Early Christians referred to their movement as The Way, Hodos. No later than the early second century, the converts’ manual that we call the Didache, the Teaching of the Twelve Apostles, began by declaring that “There are two Ways [Hodoi], one of Life and one of Death, and there is a great difference between the two Ways.”

As I have suggested, references to the Way occur throughout the New Testament, particularly in the Gospels and Acts, but even the best English translations tend to pass over these references, usually by using multiple words – path, road, journey, and so on. I showed how extensive, and how subtle, were the uses of Way in Mark’s Gospel. Other writers were just as enthusiastic.

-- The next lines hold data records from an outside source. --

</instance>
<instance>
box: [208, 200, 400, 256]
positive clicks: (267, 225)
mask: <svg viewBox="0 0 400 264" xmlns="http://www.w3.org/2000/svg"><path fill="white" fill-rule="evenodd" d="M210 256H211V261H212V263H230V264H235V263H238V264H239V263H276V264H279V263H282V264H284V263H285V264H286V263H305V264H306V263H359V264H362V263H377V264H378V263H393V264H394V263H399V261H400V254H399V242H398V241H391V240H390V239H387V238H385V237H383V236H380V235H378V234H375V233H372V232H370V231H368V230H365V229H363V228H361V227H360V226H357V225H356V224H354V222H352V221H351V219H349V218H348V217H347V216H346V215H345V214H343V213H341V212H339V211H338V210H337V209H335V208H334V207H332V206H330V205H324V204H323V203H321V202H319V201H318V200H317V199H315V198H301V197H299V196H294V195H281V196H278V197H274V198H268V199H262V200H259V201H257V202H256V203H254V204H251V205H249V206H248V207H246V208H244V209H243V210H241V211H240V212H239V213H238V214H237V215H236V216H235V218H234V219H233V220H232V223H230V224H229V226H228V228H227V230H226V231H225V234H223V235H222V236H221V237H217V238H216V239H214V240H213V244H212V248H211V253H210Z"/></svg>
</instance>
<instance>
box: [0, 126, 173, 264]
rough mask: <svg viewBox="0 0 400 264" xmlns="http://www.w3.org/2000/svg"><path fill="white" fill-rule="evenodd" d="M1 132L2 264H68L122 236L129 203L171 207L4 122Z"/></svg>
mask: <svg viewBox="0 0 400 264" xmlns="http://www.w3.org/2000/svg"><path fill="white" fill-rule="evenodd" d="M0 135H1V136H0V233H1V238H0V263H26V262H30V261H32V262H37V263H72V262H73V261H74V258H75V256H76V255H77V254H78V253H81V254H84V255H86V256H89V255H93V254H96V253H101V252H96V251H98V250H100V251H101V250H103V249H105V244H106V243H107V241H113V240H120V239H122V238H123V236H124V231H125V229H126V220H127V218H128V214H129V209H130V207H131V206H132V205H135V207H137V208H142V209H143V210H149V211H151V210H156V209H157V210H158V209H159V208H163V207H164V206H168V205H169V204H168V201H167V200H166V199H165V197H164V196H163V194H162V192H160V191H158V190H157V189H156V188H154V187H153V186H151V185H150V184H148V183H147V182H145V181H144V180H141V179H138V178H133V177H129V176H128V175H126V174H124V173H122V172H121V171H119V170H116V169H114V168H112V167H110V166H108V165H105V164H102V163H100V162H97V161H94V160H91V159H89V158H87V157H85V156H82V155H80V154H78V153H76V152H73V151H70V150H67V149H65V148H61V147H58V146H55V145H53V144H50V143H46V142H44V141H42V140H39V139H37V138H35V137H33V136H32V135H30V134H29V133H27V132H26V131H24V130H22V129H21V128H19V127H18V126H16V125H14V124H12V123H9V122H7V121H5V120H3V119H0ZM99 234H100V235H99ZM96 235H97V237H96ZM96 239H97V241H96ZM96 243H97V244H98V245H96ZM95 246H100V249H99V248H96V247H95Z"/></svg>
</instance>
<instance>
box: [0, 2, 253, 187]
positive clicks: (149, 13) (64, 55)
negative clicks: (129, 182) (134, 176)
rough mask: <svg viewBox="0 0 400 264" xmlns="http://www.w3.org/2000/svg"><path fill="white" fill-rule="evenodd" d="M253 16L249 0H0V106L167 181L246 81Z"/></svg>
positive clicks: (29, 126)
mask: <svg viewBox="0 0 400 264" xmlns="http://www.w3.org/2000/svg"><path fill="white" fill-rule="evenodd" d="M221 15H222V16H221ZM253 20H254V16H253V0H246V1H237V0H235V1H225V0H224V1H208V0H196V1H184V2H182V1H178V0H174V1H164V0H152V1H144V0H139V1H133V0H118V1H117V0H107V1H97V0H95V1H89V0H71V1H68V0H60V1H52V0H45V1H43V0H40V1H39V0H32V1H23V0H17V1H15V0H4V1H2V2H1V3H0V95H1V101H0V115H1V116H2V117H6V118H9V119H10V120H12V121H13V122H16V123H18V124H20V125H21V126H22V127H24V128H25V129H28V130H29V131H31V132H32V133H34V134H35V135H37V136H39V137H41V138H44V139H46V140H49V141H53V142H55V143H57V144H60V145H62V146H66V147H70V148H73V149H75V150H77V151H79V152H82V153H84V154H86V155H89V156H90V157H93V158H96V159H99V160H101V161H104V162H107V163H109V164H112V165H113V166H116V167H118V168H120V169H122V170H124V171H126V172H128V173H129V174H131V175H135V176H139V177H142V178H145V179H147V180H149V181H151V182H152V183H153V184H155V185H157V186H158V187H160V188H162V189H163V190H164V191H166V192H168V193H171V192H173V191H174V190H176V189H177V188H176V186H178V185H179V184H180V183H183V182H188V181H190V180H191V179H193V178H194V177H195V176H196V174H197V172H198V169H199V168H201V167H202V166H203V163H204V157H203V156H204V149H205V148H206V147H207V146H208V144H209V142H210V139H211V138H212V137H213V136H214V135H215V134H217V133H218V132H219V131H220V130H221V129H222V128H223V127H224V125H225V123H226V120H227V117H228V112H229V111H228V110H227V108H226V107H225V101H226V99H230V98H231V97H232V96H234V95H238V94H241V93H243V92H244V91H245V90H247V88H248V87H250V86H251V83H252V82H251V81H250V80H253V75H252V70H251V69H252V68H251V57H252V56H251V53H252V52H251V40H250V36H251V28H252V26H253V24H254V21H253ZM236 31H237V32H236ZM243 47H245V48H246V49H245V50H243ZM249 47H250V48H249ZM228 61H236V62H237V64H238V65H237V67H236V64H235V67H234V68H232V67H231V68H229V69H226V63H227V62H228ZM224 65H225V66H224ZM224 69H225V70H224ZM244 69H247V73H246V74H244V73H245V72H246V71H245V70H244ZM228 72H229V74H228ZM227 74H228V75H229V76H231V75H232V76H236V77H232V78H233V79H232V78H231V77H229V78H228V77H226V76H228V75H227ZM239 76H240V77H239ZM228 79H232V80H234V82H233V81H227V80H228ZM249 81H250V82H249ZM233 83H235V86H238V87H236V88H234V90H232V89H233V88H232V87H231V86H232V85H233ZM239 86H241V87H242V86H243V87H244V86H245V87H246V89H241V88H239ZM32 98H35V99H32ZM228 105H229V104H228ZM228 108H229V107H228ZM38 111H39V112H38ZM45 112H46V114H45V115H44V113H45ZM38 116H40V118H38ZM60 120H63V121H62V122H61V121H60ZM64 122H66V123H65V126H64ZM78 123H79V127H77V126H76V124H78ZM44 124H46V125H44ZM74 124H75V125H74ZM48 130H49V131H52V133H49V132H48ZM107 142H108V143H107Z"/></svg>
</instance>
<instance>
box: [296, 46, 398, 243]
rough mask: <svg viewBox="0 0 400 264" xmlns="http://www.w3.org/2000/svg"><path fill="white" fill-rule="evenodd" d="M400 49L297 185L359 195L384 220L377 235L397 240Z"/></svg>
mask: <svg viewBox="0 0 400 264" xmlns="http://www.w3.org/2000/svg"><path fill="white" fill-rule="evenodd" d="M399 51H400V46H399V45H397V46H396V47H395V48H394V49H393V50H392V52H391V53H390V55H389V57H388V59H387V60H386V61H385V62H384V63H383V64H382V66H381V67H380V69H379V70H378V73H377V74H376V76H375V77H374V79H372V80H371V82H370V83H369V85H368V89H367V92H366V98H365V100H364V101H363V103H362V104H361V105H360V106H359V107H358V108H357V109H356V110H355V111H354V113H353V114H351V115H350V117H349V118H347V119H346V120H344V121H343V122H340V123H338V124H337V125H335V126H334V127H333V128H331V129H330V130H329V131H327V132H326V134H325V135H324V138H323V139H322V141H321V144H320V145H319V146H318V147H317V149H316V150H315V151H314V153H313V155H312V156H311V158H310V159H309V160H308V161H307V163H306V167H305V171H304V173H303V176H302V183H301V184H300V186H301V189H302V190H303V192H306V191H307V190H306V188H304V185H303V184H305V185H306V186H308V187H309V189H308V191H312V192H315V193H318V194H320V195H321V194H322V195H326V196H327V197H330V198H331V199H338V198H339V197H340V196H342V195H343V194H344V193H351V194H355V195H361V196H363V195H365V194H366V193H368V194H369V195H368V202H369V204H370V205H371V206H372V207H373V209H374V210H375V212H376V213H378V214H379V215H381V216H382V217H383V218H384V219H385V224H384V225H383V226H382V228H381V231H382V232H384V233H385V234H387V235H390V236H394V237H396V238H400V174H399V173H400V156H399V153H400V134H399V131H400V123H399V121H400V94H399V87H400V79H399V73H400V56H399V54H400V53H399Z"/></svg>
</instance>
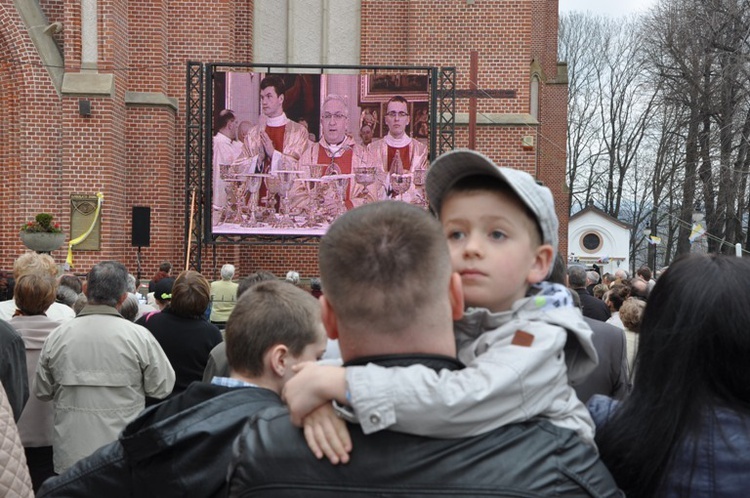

Of the 101 uses of the term in the New Testament, the vast majority – over 80 percent – occur in the gospels and Acts:

Matthew         22

Mark               16

Luke                20

John                4

Acts                20

Total                82       

As Luke and Acts constitute a two volume series, we note that this one author accounts for forty percent of uses. Occurrences are correspondingly rare in the epistles and Revelation.

I honestly don’t know why we find this imbalance, but it does have interesting implications for the emphases at work in different parts of the New Testament. I’m speculating, but might this reflect the particular function of the gospels/Acts, which were intended as introductory materials for new Christians who needed to be led into the Way, so to speak? Other texts, like the epistles, were intended for consumption by the already instructed. Or maybe the gospels/Acts were intended for more public reading, and that was a message the authors wanted to present to a general public?

Or might it mean that the term “the Way” enjoyed a vogue in particular times and places, which is where and when the gospels/Acts were written? It is interesting that Paul seems to know or care so little about the term. Might we suggest that “Way”-talk was not common in Jesus movement circles in the 40s-50s, but became popular and indeed standard from the 60s onwards, for whatever reason? As I say, I put no great weight on Paul’s silence, but it’s a thought.

Partly, we owe “Way”-talk to Mark himself, who used the concept repeatedly. That also meant that uses proliferated in Matthew and Luke, who incorporated most of Mark’s text.

But beyond using Mark, both added their own meanings. Matthew quotes Jesus as warning his listeners that “the gate is wide and the way [hodos] is easy that leads to destruction… for the gate is narrow and the road [hodos] is hard that leads to life.” This is exactly the parallel of dual ways that we have already seen in the Didache.

Luke also deployed the term extensively, to a degree that is only apparent when read in Greek. The Journey to Emmaus (Luke 24) offers a telling example. Jesus meets two people along the road, but they do not recognize him until they break bread together. The text actually says that they had already suspected something as they traveled with him, “while he was talking with us along the road [hodos], as he was opening the scriptures to us.” Put another way, believers know Jesus through belonging to his movement, as they travel his Way.

Sometimes, we really don’t know whether Luke meant the word solely as “road” in an uncomplicated literal sense, or if we are meant to have other implications in our minds. In the story of the Good Samaritan, for instance, we hear of the priest passing him by. The text actually reports that “a priest was going down that road [hodos] and when he saw him he passed by on the other side.” Is the reader meant to think that the priest was going down the wrong Way, rather than the one Jesus was advocating?

Way-talk reaches its culmination in Acts, where Luke plays repeatedly with the idea. In Acts 9, Saul/Paul travels to Damascus to seek out and arrest those of the Way, Jesus-followers. Blinded by his vision, he is healed in Damascus by a Christian who tells him of Lord Jesus, “who appeared to you on your way [hodos] here.” In Jerusalem, Barnabas tells the apostles how Saul had been converted along the way. We usually talk of the Road to Damascus, but it’s better to refer to it as a way. Paul began on the wrong way, but found the right one.

The word, and the implications, recur frequently. Later in his career, Paul faced trouble in Ephesus, where “no small difficulty had broken out concerning the Way.” In Jerusalem, the Jews plot to kill him “along the way.” Possibly the passage just states where they plan the ambush, but perhaps there is an additional level of meaning: they plan to kill him as he pursues his mission.

Sometimes roads are just roads; other times, they are not.